Mickys Geheimnis

Der klamme TSV 1860 München hat dank Miroslav Stevic einen Investor gefunden. Der frühere Spieler ist jetzt Sportdirektor

AUS MÜNCHEN SEBASTIAN KRASS

Seine Pressekonferenzen auf dem Vereinsgelände hält der TSV 1860 München traditionell in einem Container ab. An diesem Dienstagmittag war der Raum zum Bersten gefüllt. Journalisten waren da, aber auch Fans, Vereinsmitarbeiter, auch der Busfahrer. Dem zarten Hinweis des Pressesprechers, alle Nicht-Reporter möchten doch bitte rausgehen, folgte immerhin ein Mann – allerdings unter der Bedingung, dass die Tür offen bleibe: „Ihr habt es doch schön warm drinnen.“ Das fand der Pressesprecher in Ordnung. So ist sie, die bunte Welt der Löwen.

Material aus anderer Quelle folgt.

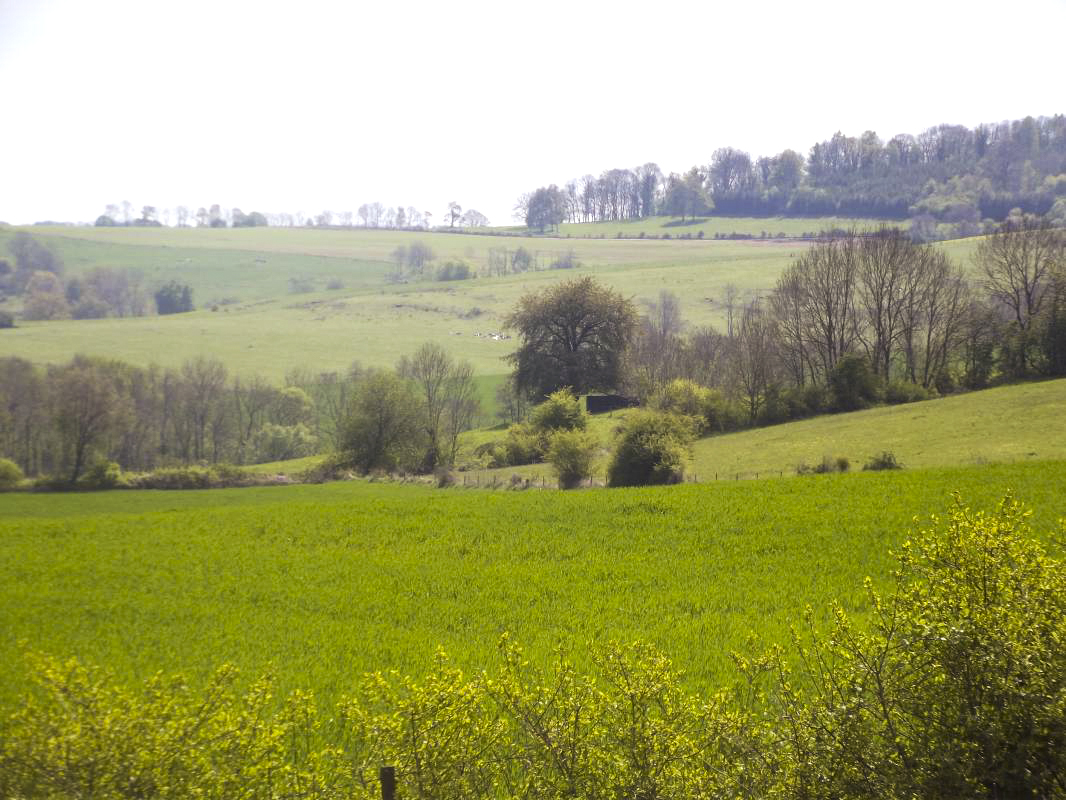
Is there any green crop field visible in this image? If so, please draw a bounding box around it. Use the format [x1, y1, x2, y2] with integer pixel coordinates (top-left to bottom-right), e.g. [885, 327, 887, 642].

„Schließlich haben wir eine ganze Menge an Informationen“, sagte Vereinspräsident Rainer Beeck. Das erste Anliegen war ihm, über den Investor zu sprechen, mit dem die „Trendwende“ gelingen soll. Es sei nicht, wie am Morgen in den Zeitungen gestanden hatte, ein Finanzinvestor mit Sitz auf den Virgin Islands, sondern ein ganz seriöser Geschäftsmann: Nicolai Schwarzer, Inhaber der Schwarzer-Unternehmensgruppe in Berlin, die vor allem in Immobilien macht. Und außerdem, sagte Beeck, werde man die Führung des täglichen Geschäfts künftig auf zwei Säulen stellen: einen Geschäftsführer für das Wirtschaftliche und einen Sportdirektor. Bisher hatte Stefan Reuter beides in Personalunion erledigt. Nun stand der neue Sportdirektor Miroslav „Micky“ Stevic neben Beeck. „Mit Herrn Reuter sind wir im Gespräch über sein verändertes Aufgabenfeld. Wir würden ihn gern gewinnen“, dichtete Beeck.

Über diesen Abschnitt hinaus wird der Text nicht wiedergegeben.